Andererseits aber auch, dass man Energie wirklich mal speichern kann. Große Akkus sind da recht albern, man muss sich eben neue Technologien ausdenken, Energiegewinnung dezentralisieren ist da sicher eine Möglichkeit.
Photovoltaikanlagen, Erdwärme, kleinere Windkraftanlagen für Wohnsiedlungen, Klärkraftanlagen (wenn ich sehe, wie ineffizent die Kläranlagen der Städte so sind) und natürlich auch verbesserte Leitungssysteme.

Energiesicherheit ist wichtig für die Bürger und den Staat, das kann (darf) nicht in den Händen von vier Oligarchen und deren Lobbyisten liegen.


----------



## Woohoo (19. November 2010)

Der Ausbau der Bioenergie hat auch schon zu Aufständen geführt. Weil die Nahrungspreise gestiegen sind. Zudem hat die Bioenergie keine gute CO2 Bilanz. Da Flächen (Wälder, Moore) die zuvor viel CO2 speichern konnten durch Maisfelder o.ä. ersetzt werden.


----------



## Bademeister44 (19. November 2010)

Ich bin meiner Meinung nach für Atomenergie. Klar einer seits ist der Atommüll nicht gerade ungefährlich aber wenn man sieht wie viel radiaktiver Stoffe in Kohleabgasen und Zigaretten sind dann kann man sowas auch rechfertigen.


----------



## Pagz (19. November 2010)

Radioaktive Stoffe in Kohleabgasen und Zigaretten?
Jetzt weiß ich,warum mir manche Leute sagen, ich hab eine besondere Ausstrsahlung


----------



## Bademeister44 (19. November 2010)

Kohlekraftwer und Abfall    Unten bei radioaktiver abfall...

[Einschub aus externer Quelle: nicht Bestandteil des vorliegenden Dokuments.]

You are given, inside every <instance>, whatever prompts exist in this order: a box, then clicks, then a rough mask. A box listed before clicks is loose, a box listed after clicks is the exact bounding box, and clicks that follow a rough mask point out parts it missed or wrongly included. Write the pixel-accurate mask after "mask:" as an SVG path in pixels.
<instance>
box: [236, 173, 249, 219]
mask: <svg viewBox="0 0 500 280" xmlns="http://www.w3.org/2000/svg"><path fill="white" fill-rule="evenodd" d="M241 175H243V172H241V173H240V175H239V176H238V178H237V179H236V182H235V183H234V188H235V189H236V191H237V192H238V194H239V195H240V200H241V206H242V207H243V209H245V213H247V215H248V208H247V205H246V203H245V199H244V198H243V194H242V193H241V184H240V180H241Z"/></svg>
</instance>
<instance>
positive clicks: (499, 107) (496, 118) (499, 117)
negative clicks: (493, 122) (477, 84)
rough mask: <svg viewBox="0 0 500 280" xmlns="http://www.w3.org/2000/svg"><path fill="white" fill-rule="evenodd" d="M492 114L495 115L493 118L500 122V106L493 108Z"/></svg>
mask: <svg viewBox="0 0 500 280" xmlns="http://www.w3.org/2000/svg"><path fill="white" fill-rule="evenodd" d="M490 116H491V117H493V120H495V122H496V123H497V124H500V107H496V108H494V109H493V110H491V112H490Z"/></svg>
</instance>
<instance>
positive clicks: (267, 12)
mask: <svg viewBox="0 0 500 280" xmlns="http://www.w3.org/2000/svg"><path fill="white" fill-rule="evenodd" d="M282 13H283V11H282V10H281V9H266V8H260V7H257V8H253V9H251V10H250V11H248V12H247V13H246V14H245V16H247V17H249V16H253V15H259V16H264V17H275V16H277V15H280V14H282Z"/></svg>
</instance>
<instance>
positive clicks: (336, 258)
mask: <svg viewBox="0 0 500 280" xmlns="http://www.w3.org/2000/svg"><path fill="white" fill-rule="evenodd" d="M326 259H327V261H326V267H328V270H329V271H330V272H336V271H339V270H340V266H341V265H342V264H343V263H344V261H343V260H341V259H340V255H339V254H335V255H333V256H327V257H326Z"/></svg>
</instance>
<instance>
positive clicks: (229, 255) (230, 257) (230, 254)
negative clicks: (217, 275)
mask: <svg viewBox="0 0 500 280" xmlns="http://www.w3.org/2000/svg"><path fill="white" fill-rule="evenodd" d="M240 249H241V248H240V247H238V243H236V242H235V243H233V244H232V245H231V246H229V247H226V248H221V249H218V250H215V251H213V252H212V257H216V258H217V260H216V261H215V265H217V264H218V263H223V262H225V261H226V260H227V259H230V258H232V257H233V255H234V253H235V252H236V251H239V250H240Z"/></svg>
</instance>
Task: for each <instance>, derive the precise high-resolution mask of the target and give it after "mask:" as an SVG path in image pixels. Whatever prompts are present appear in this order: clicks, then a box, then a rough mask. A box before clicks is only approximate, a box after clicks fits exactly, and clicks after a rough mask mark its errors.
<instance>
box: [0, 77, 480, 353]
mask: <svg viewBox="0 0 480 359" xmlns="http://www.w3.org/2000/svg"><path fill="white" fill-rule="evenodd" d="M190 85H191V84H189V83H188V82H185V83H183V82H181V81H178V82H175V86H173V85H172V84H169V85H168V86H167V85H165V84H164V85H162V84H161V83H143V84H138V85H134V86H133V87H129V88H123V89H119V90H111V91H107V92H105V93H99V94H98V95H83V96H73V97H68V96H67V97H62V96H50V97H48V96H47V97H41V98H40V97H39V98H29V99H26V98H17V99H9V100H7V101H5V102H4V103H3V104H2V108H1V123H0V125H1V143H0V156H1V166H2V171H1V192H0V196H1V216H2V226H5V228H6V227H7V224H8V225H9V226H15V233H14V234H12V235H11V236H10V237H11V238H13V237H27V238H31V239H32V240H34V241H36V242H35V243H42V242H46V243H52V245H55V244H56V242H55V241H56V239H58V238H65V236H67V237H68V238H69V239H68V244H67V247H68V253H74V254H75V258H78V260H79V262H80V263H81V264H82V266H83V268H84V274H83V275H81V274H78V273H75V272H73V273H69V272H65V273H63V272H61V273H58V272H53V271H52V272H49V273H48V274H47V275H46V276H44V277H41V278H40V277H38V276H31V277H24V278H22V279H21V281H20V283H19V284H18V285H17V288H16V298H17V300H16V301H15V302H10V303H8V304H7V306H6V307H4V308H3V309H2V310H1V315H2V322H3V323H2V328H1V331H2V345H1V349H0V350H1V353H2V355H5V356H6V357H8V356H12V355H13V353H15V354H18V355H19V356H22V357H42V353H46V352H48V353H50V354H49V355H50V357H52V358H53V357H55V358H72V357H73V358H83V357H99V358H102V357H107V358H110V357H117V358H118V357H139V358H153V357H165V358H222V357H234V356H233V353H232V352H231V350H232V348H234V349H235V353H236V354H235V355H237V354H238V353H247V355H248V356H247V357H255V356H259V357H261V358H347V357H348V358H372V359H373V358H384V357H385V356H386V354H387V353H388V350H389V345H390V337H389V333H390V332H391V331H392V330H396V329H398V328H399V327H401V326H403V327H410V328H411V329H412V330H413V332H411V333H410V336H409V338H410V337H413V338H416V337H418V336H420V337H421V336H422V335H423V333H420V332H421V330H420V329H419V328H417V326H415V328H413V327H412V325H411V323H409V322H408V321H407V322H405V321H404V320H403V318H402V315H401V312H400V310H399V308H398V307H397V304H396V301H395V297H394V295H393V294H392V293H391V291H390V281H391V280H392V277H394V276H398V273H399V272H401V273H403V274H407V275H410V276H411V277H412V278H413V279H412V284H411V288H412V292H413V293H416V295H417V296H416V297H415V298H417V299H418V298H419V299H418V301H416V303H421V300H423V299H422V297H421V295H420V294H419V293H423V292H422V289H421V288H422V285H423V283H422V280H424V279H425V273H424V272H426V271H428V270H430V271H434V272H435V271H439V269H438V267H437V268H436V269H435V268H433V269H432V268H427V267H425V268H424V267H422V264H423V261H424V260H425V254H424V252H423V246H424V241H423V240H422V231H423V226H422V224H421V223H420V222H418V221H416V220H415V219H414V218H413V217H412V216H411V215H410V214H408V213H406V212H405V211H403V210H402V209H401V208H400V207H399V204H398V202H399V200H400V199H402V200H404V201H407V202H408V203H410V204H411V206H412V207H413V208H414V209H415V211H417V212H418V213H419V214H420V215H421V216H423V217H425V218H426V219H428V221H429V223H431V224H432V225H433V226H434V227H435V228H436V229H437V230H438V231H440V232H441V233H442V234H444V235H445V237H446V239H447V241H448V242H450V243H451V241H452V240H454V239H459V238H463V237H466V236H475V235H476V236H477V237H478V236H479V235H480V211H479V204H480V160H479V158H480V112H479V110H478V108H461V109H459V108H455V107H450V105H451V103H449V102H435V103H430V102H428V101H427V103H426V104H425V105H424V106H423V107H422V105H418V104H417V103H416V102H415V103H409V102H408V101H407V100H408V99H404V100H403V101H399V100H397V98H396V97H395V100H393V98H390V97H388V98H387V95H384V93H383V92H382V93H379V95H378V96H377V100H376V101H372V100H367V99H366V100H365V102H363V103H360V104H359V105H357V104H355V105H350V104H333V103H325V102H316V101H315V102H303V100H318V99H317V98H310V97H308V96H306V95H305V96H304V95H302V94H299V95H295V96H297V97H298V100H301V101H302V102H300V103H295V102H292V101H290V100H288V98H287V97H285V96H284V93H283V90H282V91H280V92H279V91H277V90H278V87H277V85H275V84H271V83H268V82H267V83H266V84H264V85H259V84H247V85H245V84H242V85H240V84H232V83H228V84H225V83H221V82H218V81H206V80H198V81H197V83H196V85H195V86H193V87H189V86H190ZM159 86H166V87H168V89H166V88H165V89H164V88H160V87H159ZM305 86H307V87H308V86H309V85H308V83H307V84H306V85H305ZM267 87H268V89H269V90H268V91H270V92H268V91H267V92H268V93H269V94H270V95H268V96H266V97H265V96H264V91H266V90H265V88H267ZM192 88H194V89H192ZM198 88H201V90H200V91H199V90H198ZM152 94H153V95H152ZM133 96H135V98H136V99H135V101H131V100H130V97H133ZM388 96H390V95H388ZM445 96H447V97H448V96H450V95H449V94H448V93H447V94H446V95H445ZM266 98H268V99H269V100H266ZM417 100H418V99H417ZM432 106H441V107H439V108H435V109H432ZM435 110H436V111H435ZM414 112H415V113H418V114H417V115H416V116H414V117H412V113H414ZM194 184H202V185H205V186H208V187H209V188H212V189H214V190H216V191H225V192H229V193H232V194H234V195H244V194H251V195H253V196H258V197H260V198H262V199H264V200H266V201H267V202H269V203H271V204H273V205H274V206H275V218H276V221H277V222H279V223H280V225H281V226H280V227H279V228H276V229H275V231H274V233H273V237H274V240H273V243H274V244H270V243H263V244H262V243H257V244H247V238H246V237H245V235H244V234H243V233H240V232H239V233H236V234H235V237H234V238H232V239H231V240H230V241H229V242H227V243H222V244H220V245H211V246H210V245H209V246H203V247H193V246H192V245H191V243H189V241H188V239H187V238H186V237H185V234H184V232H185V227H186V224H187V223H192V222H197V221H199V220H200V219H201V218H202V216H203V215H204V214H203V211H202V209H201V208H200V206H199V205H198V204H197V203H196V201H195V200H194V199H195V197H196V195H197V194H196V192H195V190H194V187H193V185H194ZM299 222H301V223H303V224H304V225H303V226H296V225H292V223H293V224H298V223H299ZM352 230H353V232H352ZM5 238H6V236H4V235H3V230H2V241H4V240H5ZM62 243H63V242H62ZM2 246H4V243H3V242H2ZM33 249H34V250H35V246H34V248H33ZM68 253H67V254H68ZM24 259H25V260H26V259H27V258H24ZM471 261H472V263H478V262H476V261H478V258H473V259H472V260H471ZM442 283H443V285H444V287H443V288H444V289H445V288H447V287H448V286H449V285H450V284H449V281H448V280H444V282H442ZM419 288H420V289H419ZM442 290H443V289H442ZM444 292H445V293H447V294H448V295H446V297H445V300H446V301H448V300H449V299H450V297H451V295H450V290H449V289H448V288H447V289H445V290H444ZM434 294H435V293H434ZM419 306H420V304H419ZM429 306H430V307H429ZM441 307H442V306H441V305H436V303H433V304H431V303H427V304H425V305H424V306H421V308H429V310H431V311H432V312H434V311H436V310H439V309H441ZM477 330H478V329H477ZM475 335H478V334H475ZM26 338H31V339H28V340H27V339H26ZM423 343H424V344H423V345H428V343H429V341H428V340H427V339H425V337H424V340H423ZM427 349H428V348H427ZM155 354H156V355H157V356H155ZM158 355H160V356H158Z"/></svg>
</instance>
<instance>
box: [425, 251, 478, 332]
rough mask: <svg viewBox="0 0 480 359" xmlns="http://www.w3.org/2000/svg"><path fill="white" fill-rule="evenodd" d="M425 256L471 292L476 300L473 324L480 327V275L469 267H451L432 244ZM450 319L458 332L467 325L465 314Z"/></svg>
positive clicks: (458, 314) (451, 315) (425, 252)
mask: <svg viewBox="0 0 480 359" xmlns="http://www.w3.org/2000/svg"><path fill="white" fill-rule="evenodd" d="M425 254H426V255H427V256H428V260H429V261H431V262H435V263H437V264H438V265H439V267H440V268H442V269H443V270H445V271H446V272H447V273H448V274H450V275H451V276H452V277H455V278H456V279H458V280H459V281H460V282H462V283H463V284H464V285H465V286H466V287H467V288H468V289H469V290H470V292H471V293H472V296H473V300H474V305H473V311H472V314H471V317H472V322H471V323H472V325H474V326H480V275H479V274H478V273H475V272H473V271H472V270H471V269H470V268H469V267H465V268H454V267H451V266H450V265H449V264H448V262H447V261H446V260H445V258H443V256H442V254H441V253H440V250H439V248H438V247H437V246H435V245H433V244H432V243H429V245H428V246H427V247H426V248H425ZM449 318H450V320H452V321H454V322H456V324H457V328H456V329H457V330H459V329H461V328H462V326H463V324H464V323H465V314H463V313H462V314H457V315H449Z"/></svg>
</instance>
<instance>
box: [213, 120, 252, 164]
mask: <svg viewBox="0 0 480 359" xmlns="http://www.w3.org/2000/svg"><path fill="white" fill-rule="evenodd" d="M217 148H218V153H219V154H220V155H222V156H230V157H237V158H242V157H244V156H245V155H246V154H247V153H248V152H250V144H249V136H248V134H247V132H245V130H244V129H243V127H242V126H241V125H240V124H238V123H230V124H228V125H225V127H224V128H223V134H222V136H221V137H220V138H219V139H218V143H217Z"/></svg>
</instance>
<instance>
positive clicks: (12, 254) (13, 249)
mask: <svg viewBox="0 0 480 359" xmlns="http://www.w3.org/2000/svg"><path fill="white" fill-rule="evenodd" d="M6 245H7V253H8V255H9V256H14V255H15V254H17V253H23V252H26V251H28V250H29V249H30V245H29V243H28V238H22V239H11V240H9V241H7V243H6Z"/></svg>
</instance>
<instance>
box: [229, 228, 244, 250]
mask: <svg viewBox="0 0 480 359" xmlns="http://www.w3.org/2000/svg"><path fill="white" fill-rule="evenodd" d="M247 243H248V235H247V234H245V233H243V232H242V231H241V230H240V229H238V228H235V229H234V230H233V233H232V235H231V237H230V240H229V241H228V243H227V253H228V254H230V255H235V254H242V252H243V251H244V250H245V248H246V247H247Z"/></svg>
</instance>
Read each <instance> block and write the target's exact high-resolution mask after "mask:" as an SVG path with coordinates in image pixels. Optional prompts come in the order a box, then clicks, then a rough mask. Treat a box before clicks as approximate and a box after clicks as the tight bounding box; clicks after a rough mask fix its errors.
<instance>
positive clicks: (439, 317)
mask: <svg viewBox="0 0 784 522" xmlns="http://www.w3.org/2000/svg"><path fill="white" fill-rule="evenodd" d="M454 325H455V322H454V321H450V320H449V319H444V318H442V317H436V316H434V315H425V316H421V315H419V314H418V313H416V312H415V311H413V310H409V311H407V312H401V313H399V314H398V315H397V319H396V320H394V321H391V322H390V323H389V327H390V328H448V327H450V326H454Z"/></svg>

und ja zigaretten enthalten solche stoffe,  und dann sieht man auf grünen demos leute am rauchen....  
ach ja der "gute grüne mensch  "


----------



## Pagz (19. November 2010)

Oh das mit de  Kohlekraftwerken wusste ich nicht, na ja man lernt immer dazu
Aber auch bei Kohlekraftwerken schadet der Urananteil nur, weil so unheimlich viel Kohle verbrannt wird. Bei Zigaretten ist die Menge so minimal, dass es völlig egal ist. Schließlich sind auch in normalen Kohlenstoffhaltigen Stoffen Radioaktive C-14 Atome enthalten. 
Und in der Erde Radon. 
Allerdings ist es falsch zu denken: Ach die Kohlekraftwerke produzieren doch auch Uran, da könnens es die AKW´s doch auch. Nichtdestotrotz ist das Uran aus den AKW´s trotzdem eine Mehrbelastung


----------



## Woohoo (19. November 2010)

Der Vergleich hinkt doch wohl total. 
Dinge die geringfügig strahlen und hoch radioaktives Material, das extra gelagert werden muss. Ich glaube das sollte klar sein.


----------



## ruyven_macaran (19. November 2010)

quantenslipstream schrieb:


> Bioenergie ist aber nicht nur die Nutzung von Bioabfällen, denn damit kannst du nicht wirklich was decken.
> Man müsste Pflanzen flächendeckend anbauen, deren Masse für die Bioenergie genutzt werden sollen.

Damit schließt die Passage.